State Rep. Alicia Webb-Edgington, Lewis County Judge/Executive Thomas Massie and Oldham County School Board member Brian Oerther all filed papers Monday for the race, joining Boone County Judge/Executive Gary Moore who filed his papers last week.
Massie, 41, is in his first term as Lewis County judge/executive. He is an entrepreneur and graduate of the Massachusetts Institute of Technology who says he has already found over $200,000 in recurring savings during his first term as judge/executive.
He said his “private sector background as a job creator” makes him the best candidate in the race. “I know what it takes to make payroll, I know what it takes to grow a business.” He said more private sector experience is needed in congress.
He said the federal debt is a crisis and backs a plan to cut spending by 1 percent each year for six years until the budget is balanced. Massie proposes more domestic energy production and less regulation of the energy industry and wants a simpler tax code.

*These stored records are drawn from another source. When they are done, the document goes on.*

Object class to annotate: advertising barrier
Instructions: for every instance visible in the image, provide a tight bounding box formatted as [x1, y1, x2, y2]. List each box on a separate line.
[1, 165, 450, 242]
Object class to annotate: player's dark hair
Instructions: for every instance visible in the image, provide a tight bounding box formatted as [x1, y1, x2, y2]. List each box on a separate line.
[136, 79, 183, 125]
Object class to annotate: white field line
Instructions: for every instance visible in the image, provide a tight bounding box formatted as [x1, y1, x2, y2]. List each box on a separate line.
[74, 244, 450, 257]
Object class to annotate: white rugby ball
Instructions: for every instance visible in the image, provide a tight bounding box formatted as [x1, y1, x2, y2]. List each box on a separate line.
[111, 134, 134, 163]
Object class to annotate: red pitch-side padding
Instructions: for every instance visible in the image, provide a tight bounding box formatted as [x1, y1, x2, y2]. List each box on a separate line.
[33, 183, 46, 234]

The tax code is “too confusing, it needs to be fairer and it needs to be flatter and we need to take out some of the loopholes that the special interests have carved in there with their political clout.”
Oerther has never held public office. He’s worked for 10 years as a middle school math teacher and lives in LaGrange and calls himself an “anti-tax activist.”
Webb-Edgington, 45, was first elected the state House in 2008 after serving as Homeland Security director during Republican Gov. Ernie Fletcher’s administration. Before that, the Edmonson County native was a Kentucky State Police trooper. She and her husband, Ted, and their teenage daughter, Jill, live in Fort Wright.
Like Massie and Moore, Webb-Edgington sees the federal debt and budget deficit as the number one problem facing the country and the top issue in the race. The debt is so large, she said, that it translates into “$45,000 of debt for every man, woman and child in the country.” She said the district’s biggest specific issues are jobs and funding for the Brent Spence Bridge that connects northern Kentucky to Cincinnati over the Ohio Rivers. She describes herself as “a fiscal and social conservative.”
“I am the only one in this race with legislative experience who has voted on the issues,” Webb-Edgington said. “I have a record and I want people to review that record.”
Moore, a native of Pendleton County, is in his fourth term as Boone County judge/executive and is married to Court of Appeals Judge Joy Moore. They have two adult children. Moore worked in the building and housing supply industry for more than three decades and says his business experience has allowed him to operate Boone County government more efficiently, something he wants to bring to Washington.
He touts his record as judge/executive, saying property taxes have fallen in Boone County even as he cut the county budget by $4 million.